Several guidelines have been proposed for facilities offering both treatment modalities. One of them suggests that surgery is preferred for young patients, low-risk patients, and patients with anterior circulation aneurysms [15]. Others suggest that EVT could be an initial treatment option for all ruptured and unruptured intracranial aneurysms [24]. Cooperation between surgery and EVT in one unit is emphasized to determine the most appropriate treatment modality for each patient. In the present study, one skilled hybrid neurosurgeon decided whether or not to treat patients and precisely chose treatment modalities considering the patient’s medical condition and preference, the shape and location of the aneurysm, and the patient’s vascular anatomy based on his long experience and thorough understanding of disease. Our results show that the relative proportions of chosen treatments remained stable during the study period, overall complication rates were similar between EVT and surgery, and the complication rate was very low even after including adverse events.

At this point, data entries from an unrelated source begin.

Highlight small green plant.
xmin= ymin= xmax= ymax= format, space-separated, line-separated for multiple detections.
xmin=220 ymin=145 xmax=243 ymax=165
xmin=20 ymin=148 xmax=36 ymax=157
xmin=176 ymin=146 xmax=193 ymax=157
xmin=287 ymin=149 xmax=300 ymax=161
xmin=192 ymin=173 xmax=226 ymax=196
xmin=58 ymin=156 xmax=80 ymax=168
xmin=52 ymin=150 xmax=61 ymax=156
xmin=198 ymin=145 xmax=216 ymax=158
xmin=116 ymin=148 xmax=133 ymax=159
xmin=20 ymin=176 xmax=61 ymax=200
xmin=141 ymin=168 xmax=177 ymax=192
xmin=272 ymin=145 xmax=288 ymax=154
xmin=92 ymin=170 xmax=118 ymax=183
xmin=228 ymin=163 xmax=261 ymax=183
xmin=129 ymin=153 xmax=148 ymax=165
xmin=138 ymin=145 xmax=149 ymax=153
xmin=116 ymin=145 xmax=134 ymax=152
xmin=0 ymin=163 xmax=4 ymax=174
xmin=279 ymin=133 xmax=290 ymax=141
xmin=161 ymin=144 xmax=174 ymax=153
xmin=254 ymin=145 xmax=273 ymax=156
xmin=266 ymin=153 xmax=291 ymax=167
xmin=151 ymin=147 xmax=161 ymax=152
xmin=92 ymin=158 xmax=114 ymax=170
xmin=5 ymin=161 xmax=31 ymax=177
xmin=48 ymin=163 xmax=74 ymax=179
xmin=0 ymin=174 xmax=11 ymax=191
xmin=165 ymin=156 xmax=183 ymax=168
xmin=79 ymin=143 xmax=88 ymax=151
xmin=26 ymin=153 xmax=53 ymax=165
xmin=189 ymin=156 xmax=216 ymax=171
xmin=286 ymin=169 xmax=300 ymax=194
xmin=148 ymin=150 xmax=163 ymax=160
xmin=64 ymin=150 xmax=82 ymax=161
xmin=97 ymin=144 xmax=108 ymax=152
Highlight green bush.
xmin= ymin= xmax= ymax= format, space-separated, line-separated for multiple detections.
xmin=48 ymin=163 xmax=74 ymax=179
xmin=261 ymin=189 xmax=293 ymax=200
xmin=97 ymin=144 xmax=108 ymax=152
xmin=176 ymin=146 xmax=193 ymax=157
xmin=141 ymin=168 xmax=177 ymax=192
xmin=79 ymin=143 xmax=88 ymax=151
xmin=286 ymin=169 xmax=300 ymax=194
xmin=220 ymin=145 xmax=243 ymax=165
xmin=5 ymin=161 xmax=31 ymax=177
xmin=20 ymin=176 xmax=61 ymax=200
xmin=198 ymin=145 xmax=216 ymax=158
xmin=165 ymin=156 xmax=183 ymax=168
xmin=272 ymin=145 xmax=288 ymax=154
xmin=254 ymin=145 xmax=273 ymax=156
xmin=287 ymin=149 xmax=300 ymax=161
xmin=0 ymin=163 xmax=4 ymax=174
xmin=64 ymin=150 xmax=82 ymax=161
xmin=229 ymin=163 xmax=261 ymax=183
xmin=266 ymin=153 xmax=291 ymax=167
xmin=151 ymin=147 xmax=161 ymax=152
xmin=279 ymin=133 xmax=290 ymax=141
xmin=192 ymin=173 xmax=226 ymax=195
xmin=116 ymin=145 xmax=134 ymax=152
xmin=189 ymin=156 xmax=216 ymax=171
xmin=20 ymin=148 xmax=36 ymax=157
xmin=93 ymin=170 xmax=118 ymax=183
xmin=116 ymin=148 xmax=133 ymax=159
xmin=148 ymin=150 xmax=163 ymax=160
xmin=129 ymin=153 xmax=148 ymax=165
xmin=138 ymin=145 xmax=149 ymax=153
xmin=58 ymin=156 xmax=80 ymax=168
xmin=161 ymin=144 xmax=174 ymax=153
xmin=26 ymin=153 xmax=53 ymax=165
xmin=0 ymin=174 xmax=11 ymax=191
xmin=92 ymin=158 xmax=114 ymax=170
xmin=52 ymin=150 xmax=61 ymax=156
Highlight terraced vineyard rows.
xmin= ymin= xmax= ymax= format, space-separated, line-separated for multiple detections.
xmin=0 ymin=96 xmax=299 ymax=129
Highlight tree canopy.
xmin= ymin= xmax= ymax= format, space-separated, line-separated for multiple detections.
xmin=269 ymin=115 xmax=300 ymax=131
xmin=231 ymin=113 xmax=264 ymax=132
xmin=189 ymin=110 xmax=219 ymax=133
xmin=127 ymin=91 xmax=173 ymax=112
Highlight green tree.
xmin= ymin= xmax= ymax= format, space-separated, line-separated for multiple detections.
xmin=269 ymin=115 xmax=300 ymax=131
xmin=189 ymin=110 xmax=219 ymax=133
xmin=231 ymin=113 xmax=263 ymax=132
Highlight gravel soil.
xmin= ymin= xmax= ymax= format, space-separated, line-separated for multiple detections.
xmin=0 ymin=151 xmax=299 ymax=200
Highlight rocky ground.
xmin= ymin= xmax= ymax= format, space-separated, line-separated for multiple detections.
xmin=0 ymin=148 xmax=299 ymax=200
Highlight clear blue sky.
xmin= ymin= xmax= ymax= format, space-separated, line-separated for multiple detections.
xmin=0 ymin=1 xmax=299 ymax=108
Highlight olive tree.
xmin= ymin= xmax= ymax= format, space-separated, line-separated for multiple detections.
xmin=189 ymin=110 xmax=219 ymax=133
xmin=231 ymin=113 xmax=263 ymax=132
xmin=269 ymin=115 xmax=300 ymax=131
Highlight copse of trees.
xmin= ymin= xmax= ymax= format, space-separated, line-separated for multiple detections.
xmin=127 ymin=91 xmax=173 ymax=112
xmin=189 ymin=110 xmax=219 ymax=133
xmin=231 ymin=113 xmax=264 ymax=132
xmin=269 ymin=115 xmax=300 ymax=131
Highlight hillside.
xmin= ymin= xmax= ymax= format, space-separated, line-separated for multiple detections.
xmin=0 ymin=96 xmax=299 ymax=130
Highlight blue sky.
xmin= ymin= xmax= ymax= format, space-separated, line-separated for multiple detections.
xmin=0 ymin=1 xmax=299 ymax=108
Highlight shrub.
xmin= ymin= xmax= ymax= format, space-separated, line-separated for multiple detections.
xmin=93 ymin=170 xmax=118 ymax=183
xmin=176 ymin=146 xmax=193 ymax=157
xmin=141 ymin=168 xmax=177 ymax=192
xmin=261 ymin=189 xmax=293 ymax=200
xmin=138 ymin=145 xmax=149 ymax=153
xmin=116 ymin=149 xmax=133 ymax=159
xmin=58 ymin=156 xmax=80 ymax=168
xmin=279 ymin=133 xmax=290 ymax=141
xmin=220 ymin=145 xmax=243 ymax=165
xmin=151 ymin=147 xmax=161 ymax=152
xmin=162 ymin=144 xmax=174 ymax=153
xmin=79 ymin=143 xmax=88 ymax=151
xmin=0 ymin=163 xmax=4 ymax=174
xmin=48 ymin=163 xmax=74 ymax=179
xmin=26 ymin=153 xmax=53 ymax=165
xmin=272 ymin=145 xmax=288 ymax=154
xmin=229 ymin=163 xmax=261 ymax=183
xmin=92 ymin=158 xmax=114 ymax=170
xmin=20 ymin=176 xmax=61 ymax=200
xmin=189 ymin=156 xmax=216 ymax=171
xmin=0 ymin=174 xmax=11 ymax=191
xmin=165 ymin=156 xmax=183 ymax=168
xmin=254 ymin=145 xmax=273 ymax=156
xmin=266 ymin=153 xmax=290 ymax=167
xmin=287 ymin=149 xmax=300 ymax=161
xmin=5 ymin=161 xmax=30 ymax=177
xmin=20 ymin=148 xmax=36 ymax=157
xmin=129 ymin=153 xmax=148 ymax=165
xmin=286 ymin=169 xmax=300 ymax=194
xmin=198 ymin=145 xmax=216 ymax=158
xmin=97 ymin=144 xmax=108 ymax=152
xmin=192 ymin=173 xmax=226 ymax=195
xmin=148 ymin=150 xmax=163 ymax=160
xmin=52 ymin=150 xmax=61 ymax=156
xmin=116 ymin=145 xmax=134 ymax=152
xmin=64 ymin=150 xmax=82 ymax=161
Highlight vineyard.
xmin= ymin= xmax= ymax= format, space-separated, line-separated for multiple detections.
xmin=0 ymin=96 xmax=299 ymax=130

Treatment strategies for UIA are rapidly evolving. Advances in neurosurgical techniques (e.g., the development of operating microscopes, microsurgical instruments, improved clips, neuroanesthesia, and perioperative management of complications such as hydrocephalus and symptomatic vasospasm) enable neurosurgeons to treat most cerebral aneurysms, and surgery has been the predominant treatment for almost four decades. Since the development of detachable coils by the US Food and Drug Administration in 1995, treatment of intracranial aneurysms has evolved rapidly, mainly due to an increasing role of EVT with new developments in detachable coils, balloons, and stents. A skilled neurointerventionist can treat almost all intracranial aneurysms using EVT. However, one procedure cannot be said to be better than another without knowledge of the baseline characteristics that affect outcome. The risks of treating UIA by any procedure might be greater than the risk of rupture without treatment [24]. Physicians should choose among surgery, EVT, and observation for each patient based on their thorough knowledge of the natural history of UIA and objective data on the complication rates of treatments.

Limitations

This study has several limitations. First, it was based on patients who were treated in a combined unit at a single institute, and surgery or EVT selection was not randomized but precisely selected by a physician. Therefore, the findings cannot be used to determine the superiority of treatment modalities. Second, we did not investigate MMSE scores or quality of life because of a lack of data. Third, because the data were prospectively collected and retrospectively reviewed by a neurosurgeon, some minor neurological deficits could have been missed during data collection. Finally, our study is retrospective and susceptible to selection bias. Despite these limitations, this study provides important information about the determinants of mortality and complications associated with UIA treatment strategies.

Conclusions

The selection of treatment modality should be based on several factors including aneurysm characteristics as well as the patient’s medical and socioeconomic factors and individual preference. Physicians should freely choose between treatment modalities based on the patient’s best interests in a combined unit. In the present study, both types of UIA treatments decided by one skilled hybrid neurosurgeon showed low complication rates and good clinical outcomes. These results may serve as a point of reference for clinical decision-making in patients with UIA.